Almost half of East Midlands staff now ‘hybrid working’

Nearly half of workers in the East Midlands are spending at least one day a week at home, new figures have revealed.

In a government survey of more than 1,100 firms in the area, 31.9 per cent said their workers were in the office one or two days a week, while a further 15.9 per cent were in three to four days a week.

Across the East Midlands, 15.9 per cent staff never work at home, the study found.

The 47.8 per cent of staff now hybrid working in the East Midlands is above the UK average of 42.7 per cent.

The Office for National Statistics data was gathered in the two weeks to August 21, and surveyed a total of 9,207 firms across the UK.

Hybrid presentation expert and former politician Gavin Brown, director of UK firm Speak With Impact, said the new numbers showed habits which developed as a result of the pandemic were here to stay.

He added that there were opportunities for East Midlands businesses who embraced the hybrid world to broaden their horizons, as well as for individual employees who excelled in a hybrid environment.

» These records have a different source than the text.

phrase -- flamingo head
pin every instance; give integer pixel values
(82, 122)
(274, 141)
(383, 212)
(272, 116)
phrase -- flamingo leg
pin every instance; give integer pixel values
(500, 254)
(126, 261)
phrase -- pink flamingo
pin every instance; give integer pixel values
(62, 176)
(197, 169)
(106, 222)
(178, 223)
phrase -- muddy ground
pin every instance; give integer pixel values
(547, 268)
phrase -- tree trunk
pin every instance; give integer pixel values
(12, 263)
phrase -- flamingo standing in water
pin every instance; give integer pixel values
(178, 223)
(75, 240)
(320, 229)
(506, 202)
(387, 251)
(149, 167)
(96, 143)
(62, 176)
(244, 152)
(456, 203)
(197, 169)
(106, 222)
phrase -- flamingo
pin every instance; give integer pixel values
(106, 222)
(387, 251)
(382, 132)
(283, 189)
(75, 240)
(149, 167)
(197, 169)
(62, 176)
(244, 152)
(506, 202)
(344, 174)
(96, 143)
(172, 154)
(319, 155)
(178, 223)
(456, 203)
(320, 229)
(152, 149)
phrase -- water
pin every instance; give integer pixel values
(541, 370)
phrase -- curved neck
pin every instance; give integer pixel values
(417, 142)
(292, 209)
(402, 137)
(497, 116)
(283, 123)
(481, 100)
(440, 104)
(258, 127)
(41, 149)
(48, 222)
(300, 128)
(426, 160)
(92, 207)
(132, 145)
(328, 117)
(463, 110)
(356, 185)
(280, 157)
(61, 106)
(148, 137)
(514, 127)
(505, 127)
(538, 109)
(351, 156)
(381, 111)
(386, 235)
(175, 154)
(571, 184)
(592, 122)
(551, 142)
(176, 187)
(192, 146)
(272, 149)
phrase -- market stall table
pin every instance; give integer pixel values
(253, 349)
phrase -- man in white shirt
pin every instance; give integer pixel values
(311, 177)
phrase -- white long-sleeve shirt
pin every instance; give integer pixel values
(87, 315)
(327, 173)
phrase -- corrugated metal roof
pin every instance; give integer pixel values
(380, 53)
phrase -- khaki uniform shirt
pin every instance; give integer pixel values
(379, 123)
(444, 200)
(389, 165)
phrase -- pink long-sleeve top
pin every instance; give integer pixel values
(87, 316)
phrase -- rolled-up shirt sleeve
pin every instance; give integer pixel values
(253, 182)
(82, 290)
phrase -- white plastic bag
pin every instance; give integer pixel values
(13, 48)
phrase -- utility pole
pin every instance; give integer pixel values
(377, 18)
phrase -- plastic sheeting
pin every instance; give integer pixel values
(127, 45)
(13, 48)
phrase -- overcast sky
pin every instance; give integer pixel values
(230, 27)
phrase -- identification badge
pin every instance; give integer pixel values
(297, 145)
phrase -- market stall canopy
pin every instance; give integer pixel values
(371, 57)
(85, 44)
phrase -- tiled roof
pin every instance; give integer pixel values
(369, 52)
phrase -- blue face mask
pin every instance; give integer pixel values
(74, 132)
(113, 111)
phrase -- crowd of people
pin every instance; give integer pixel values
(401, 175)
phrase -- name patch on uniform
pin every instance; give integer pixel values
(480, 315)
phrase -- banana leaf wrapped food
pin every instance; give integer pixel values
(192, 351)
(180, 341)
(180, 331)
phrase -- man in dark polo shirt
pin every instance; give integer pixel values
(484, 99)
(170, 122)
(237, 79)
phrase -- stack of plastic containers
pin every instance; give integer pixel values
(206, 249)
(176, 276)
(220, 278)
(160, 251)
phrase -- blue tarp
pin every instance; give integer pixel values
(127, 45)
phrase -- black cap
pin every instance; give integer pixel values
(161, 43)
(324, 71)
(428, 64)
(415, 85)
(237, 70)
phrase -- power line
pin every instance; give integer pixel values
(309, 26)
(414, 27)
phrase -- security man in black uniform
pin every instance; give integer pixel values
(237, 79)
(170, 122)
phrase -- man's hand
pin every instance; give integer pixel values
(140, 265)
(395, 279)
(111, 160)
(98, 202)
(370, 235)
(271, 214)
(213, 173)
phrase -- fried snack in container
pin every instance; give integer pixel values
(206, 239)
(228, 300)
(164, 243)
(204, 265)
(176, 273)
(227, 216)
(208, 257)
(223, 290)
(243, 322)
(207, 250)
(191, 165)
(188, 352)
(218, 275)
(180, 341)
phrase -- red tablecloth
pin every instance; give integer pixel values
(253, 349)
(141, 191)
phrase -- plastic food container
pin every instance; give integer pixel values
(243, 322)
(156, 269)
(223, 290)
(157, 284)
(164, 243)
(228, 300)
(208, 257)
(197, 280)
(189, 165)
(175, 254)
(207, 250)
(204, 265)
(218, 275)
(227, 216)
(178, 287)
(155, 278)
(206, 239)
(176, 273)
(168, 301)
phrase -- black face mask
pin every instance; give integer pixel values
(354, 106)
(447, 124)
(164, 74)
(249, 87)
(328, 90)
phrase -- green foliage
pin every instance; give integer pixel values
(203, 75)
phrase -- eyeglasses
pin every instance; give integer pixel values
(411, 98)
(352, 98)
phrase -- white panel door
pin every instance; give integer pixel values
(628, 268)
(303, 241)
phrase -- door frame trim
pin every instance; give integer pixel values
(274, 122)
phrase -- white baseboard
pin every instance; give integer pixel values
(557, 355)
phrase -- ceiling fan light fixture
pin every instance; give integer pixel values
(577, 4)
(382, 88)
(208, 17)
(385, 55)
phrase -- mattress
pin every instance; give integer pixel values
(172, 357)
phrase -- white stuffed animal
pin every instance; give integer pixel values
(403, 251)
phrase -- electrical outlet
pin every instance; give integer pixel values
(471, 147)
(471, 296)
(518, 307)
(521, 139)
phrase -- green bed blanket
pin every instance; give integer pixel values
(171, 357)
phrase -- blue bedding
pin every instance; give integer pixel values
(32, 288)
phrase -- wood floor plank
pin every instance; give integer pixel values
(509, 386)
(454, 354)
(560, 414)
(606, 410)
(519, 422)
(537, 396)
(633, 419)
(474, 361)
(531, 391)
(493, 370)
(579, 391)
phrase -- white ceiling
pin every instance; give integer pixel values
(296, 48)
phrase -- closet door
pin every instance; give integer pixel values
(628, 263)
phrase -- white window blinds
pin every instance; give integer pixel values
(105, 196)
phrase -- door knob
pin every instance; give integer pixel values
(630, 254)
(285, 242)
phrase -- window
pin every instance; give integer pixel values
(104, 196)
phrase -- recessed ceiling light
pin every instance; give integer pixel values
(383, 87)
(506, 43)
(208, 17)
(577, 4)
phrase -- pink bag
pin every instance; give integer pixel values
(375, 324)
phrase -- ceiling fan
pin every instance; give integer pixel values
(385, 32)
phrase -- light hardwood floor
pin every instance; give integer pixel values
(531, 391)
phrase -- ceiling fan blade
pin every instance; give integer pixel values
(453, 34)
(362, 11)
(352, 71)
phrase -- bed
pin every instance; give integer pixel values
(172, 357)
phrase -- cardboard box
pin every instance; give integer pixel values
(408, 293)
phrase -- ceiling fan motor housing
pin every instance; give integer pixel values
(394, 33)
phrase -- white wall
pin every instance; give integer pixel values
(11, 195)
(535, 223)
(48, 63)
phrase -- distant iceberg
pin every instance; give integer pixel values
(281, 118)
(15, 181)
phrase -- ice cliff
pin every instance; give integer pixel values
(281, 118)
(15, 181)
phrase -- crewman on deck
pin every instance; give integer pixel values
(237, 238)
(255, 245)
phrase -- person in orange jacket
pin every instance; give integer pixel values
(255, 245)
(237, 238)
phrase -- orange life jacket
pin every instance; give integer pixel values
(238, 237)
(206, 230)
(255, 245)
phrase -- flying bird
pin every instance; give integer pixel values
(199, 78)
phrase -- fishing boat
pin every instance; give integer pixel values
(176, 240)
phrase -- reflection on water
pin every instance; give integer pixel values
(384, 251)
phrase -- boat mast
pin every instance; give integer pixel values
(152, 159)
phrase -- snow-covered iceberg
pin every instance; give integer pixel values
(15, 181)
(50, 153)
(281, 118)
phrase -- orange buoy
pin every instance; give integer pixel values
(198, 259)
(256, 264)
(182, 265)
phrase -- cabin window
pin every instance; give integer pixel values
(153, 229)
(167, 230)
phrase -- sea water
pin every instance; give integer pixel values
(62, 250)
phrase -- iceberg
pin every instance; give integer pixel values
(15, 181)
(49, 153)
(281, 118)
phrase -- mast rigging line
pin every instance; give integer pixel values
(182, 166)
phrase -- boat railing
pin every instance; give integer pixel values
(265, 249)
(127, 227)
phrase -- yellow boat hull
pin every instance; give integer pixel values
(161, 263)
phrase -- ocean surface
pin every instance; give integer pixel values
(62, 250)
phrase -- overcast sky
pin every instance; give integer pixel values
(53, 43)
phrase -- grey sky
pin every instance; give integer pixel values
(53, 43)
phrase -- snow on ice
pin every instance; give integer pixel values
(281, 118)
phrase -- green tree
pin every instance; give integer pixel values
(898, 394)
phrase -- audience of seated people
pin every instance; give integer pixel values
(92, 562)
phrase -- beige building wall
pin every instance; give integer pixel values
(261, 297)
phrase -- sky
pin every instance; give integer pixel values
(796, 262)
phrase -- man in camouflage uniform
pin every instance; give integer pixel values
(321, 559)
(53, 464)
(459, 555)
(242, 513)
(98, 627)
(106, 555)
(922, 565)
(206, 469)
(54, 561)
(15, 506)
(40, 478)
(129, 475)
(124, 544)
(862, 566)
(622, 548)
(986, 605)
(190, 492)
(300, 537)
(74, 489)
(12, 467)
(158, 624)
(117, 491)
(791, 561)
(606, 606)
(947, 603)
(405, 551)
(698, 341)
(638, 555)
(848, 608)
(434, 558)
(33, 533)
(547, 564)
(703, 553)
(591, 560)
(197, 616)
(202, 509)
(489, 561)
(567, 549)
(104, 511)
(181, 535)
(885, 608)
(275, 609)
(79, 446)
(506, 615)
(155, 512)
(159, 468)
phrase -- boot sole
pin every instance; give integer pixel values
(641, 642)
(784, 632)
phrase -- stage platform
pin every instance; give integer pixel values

Gavin Brown, director of Speak With Impact, said: “Unless you work every day in the office, or indeed every day at home, you are a hybrid worker.

“These figures show us that now accounts for almost half of East Midlands workers, and it illustrates just how drastically things have changed in a couple of years.

“This transformation in working and business environment must be adjusted to, and holds a great deal of opportunity.

“But pitching, collaborating and performing in a hybrid world requires an entirely different set of skills which, prior to the Covid pandemic, almost nobody had.

“If businesses can excel in this hybrid world by maximising in-person and virtual opportunities in tandem, it could provide a real boost to our economy and to individual prospects generally.

“Other parts of the developed world are doing this now, and it’s essential the East Midlands and the wider UK does not get left behind.”